Heirlooms- Mamamia! (Part 12)

This piece recently appeared on Mamamia – it’s about my grandmother, the things we value and the things we pass on. I hope you like it:
My grandmother (aged 85 and in good health) is obsessed with her own death. This is disconcerting for family because obviously we are worried about it too and we don’t want to be reminded regularly by her that it “is about to happen, any day now”.
For example, one of her favourite conversations is asking us which pieces of her jewellery we would like, “after I’m gone”. She has instructed us that immediately upon her death, we are to strip her body of her jewellery, “whilst it’s still warm”. The “it” being her body, not the jewellery. The reason for this urgency is because “you never know what those rascals at the morgue might take”. Clearly morgues in  Sri Lanka  operate under a different code of ethics to their Australian counterparts, as this troubles my grandmother deeply (and regularly), despite the fact that she has lived in Sydney  for the last 30 years.
When our family moved into our new home last year, my grandmother came to perform the traditional Sri Lankan house-blessing. She boiled the first pot of milk for us and as the milk rose and bubbled over, we all prayed that our home would be blessed with abundance – that our milk pot would always runneth over.  As she left, my grandmother said to me:
“You know, you’re very lucky I’ve lived to see you move into your own home. I never thought I would make it.”
To which I replied, “I know, I really thought you’d be dead by now.”
She laughed. My grandmother helped raise me, so she knows humour is my first line of defence.
Recently we visited my grandparents for Tamil New Year. As she does every year, she had prepared a small shrine which consists of an old steel pot of water, into which a coconut is placed and adorned with mango leaves.

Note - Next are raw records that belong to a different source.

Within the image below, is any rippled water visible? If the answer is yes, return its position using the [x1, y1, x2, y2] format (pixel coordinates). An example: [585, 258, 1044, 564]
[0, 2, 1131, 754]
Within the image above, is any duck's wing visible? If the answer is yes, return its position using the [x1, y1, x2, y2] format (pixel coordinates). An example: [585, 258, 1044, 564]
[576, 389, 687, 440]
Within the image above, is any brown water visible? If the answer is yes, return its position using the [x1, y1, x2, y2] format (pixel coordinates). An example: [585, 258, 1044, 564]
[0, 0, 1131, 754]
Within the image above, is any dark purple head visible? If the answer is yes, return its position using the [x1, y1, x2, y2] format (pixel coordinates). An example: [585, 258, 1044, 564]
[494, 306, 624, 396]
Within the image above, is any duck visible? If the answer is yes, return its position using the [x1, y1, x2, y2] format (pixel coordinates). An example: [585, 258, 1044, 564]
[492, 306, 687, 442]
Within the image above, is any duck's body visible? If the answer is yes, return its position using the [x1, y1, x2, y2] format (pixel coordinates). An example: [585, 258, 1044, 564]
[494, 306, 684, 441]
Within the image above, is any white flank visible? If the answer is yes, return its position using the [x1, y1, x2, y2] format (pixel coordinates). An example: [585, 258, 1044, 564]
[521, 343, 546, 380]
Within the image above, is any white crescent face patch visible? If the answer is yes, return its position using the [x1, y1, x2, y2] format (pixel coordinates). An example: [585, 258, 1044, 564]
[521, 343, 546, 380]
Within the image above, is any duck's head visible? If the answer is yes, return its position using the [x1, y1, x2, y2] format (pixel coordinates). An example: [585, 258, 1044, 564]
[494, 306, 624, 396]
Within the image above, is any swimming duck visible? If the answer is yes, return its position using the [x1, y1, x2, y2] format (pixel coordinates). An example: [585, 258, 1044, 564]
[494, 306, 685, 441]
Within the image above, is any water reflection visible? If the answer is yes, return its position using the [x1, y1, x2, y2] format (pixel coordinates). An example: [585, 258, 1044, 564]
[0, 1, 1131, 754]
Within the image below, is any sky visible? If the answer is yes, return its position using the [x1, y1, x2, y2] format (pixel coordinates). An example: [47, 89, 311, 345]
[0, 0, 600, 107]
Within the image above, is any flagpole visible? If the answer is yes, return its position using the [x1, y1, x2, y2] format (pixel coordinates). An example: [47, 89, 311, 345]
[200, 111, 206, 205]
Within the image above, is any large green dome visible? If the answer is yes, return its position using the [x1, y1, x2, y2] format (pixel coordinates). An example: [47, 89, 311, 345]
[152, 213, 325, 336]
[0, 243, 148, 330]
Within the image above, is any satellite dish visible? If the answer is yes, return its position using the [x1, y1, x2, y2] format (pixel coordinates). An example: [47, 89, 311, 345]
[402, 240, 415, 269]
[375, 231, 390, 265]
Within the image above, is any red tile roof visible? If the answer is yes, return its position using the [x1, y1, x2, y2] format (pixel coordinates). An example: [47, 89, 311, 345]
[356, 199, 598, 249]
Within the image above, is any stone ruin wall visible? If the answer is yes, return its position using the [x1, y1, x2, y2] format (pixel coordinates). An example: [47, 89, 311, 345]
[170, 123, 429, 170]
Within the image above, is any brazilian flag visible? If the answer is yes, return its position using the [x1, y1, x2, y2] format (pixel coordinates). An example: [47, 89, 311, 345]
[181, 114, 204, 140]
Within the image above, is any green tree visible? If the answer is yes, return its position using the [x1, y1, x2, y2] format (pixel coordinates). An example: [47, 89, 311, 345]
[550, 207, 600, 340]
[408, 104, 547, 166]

The pot is placed on a bed of uncooked rice. My grandmother uses paddy – this is rice that has been harvested but not processed. It is still in its husk. My grandmother’s rice was given to her in 1961 by her own mother, when she moved into her home in  Colombo . She lived in that house for 22 years and it was home to five generations and countless members of our family.
In July 1983 many of the Tamil suburbs of  Colombo  were burned to the ground. Families that were lucky enough to survive often left  Sri Lanka  with nothing but the clothes they were wearing at the time. My grandparents were very fortunate. They lived in a safe suburb and when they were forced to leave their home, they still had time to choose what they would take with them. My grandmother chose the jar of paddy rice (and all the jewellery she could wear). That paddy has crossed oceans and continents, it survived a pogrom and Australian Customs officials. It has been used in the wedding rituals of her children and grandchildren and it has seen 51 New Years, 22 in  Colombo  and 29 in  Sydney . It is invested with the blessings and aspirations of my great-grandmother, who hoped that her daughter would have a life filled with the riches of health, happiness, children and grandchildren. That rice has some serious ju-ju and of all the heirlooms my grandmother keeps trying to distribute, it is one of the most valuable.
When I saw my grandmother for Tamil New Year, I asked her how she was going. She said: “I’m just ticking on, waiting for The Call.”
To which I replied: “Hopefully they’ve lost your number.”
She laughed.
5 replies
  1. Lashitha
    Lashitha says:

    Ah the old milk boiling. I thought my parents were the only ones that did it….I wondered why anyone would want to mess up their new cook top when they moved into house…..you’ve explained it well…

  2. duckformationfamily
    duckformationfamily says:

    Totally, I was torn! Plus often the pan gets burned. I really need to real in my OCDs. The photo in the MM link is of 5 generations of my family. let me know if you recognise my grandma or aunty! xx shanks

    • lashitha
      lashitha says:

      No I don’t recognise anyone – but being SL, I’m sure were related somewhere along the line!! I can only say that I probably have some identical photo – with a baby lying on a pillow with a massive “potu” on their forehead…my kids still ask me why I had this on my head as a baby.